The literature of war has long dealt with impossible choices and moral injuries. Just in semi-modern history we have works from Cold Mountain to the The Red Badge of Courage about the U.S. Civil War; All Quiet on the Western Front from the German side and the great war poets from the British side, about the first World War, and the non-comic parts of Catch-22 about the second; now-largely-forgotten works like The Bridges at Toko-Ri and The Hunters about Korea; Matterhorn and others about Vietnam; and the dozen other titles that will come to mind.
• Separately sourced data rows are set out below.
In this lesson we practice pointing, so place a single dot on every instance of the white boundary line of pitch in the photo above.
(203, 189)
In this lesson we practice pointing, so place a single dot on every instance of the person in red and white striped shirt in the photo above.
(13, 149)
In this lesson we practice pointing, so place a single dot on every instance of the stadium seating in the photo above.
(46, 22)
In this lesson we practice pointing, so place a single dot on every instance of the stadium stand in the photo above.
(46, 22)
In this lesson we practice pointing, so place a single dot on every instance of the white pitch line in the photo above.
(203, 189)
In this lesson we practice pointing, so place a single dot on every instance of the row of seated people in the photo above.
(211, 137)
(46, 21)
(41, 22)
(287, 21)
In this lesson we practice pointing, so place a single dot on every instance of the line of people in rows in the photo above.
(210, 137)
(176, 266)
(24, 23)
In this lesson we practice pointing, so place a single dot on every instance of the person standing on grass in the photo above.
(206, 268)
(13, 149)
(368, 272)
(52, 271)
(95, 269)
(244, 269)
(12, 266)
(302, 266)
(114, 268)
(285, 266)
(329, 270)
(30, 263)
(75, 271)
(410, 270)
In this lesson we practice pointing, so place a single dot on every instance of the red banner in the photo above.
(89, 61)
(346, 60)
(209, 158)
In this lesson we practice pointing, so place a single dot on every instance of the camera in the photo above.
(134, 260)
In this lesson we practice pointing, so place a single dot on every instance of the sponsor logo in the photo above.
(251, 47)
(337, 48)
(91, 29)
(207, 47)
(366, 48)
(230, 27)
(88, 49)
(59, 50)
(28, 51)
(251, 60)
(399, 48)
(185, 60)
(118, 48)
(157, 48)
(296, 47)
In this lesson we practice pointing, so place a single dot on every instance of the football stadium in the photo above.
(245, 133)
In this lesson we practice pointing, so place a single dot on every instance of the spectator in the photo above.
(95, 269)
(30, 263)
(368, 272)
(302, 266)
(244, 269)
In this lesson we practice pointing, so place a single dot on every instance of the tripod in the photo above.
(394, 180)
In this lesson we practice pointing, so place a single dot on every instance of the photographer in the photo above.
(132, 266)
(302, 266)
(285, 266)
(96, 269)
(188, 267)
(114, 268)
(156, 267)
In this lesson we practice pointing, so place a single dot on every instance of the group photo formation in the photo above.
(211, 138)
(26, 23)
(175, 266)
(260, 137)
The closest we’ve come for our modern wars would include The Hurt Locker, whose angle was that Jeremy Renner’s anti-IED specialist found meaning mainly in his recklessly dangerous work; or Homeland, whose angle is that Claire Danes’s CIA analyst has been driven crazy by the clues she missed; or maybe American Sniper, whose moral calculus involving Bradley Cooper’s sharpshooter I won’t try to untangle.
I am sure there are more, but for now my point is that Afterwar is a real step forward in assessing what America’s modern wars have done to — and also for — the one percent of America’s people who have fought them, and how the other 99% of the country should respond. For instance, it has an entire chapter on the tangles of that familiar phrase, “Thank you for your service.” One veteran says to a civilian, “Don’t just tell me ‘thank you for your service.’ First say, ‘Please.’” Sherman explains why this means, “Don’t take for granted my service. Don’t be cavalier in a call to arms. Take greater responsibility for the wars that our country wages.”
If a video of last week’s session goes on line, I will mention it, because many of the veterans’ accounts were remarkable. For now I will strongly suggest that you get and read this book.
Update The video of the Georgetown session is now online.